This is not a new argument, but this time it comes from an unexpected source – scholars who are members of the Federalist Society, the conservative group that has led an effort to make the Supreme Court more sympathetic to its interpretation of the Constitution. The article, written by William Baude of the University of Chicago and Michael Stokes Paulsen of the University of St. Thomas, is scheduled for official publication by the University of Pennsylvania Law Review next year.
While we don’t expect that the article will have any impact on Trump’s candidacy, it should be another wake up call to Republicans who have feared supporting a candidate other than Trump. The lengthy and well-documented article should give them another reason to back a more reasonable, less tainted candidate for president.
Before they get to the meat of the legal matter, Baude and Paulsen offer a quick reiteration of the events of and immediately preceding Jan. 6, 2021. It is worth a quick review.
“The core events are familiar to all — the dishonest attempts to set aside valid state election results with false claims of voter fraud; the attempted subversion of the constitutional processes for States’ selection of electors for President and Vice President; the efforts to have the Vice President unconstitutionally claim a power to refuse to count electoral votes certified and submitted by several States; the efforts of Members of Congress to assert a similar power to reject votes lawfully cast votes by electors; the fomenting and immediate incitement of a mob to attempt to forcibly prevent Congress’s and the Vice President’s counting of such lawfully cast votes — all in an attempt to prevent the defeated incumbent President, Donald Trump, from losing power in accordance with the Constitution,” the duo wrote.

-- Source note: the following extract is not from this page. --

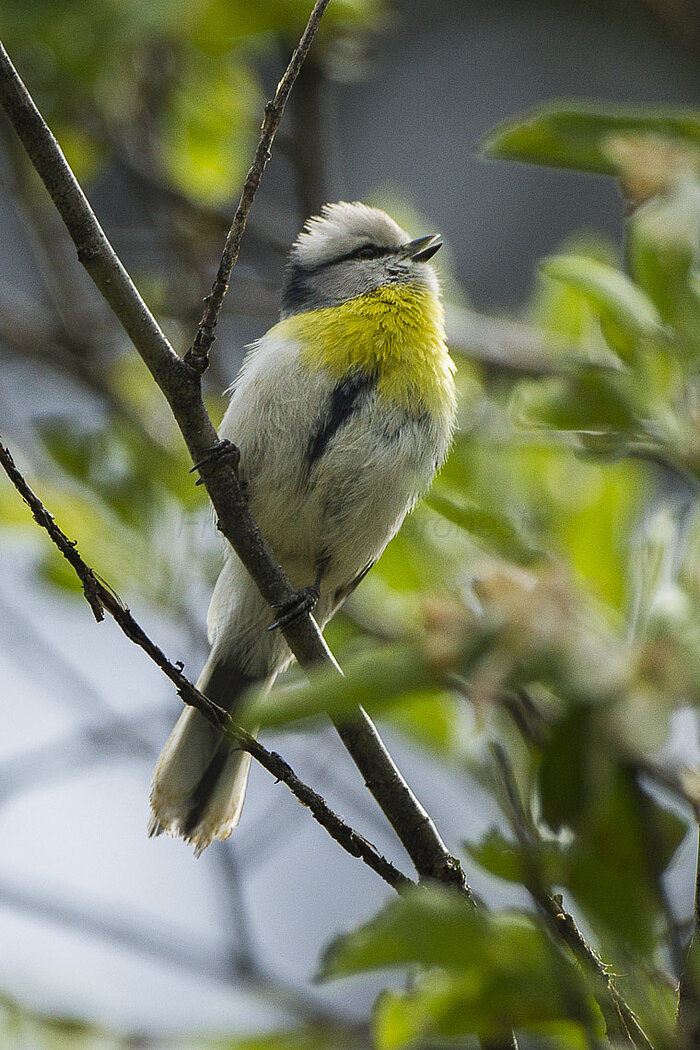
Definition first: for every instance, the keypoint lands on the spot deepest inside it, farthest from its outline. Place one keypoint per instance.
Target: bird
(341, 414)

“This was undoubtedly a serious assault on the American constitutional order. Not since the Civil War has there been so serious a threat to the foundations of the American constitutional republic. It takes little imagination to describe the efforts to maintain Trump in office, notwithstanding his defeat, as an attempted political coup d’etat,” they added. “These actions culminated in the incitement and execution of a violent uprising at the Capitol on January 6, 2021 — an ‘insurrection’ aimed at preventing Congress and the incumbent Vice President from performing their constitutional responsibilities to count the votes for President and Vice President in the 2020 election.”
These events, and Trump’s involvement in them, are also at the center of a federal indictment of Trump that was announced earlier this month, and an indictment of Trump in Georgia this week for meddling with the state’s 2020 election results. The Georgia indictment, which came late Monday, is perhaps the most sweeping, involving 18 co-conspirators and 13 charges against Trump. It is the fourth time the former president has been indicted this year.
These legal proceedings are beyond the scope of Baude’s and Paulson’s analysis, which focused on the requirements of the 14th Amendment. Part of the amendment forbids those who engaged in insurrection or rebellion, or aided those who did, from holding most elected offices.
“The bottom line is that Donald Trump both ‘engaged in’ ‘insurrection or rebellion’ and gave ‘aid or comfort’ to others engaging in such conduct, within the original meaning of those terms as employed in Section Three of the Fourteenth Amendment. If the public record is accurate, the case is not even close,” they wrote.
“He is no longer eligible to the office of Presidency, or any other state or federal office covered by the Constitution. All who are committed to the Constitution should take note and say so.”
Their conclusion is worth repeating: Based on their assessment, Trump is no longer eligible to be president. Those who have sworn an oath to uphold the Constitution, and those who say they follow the Constitution, should say so. And, we’d add, do something about it, such as by publicly supporting other candidates who qualify for election.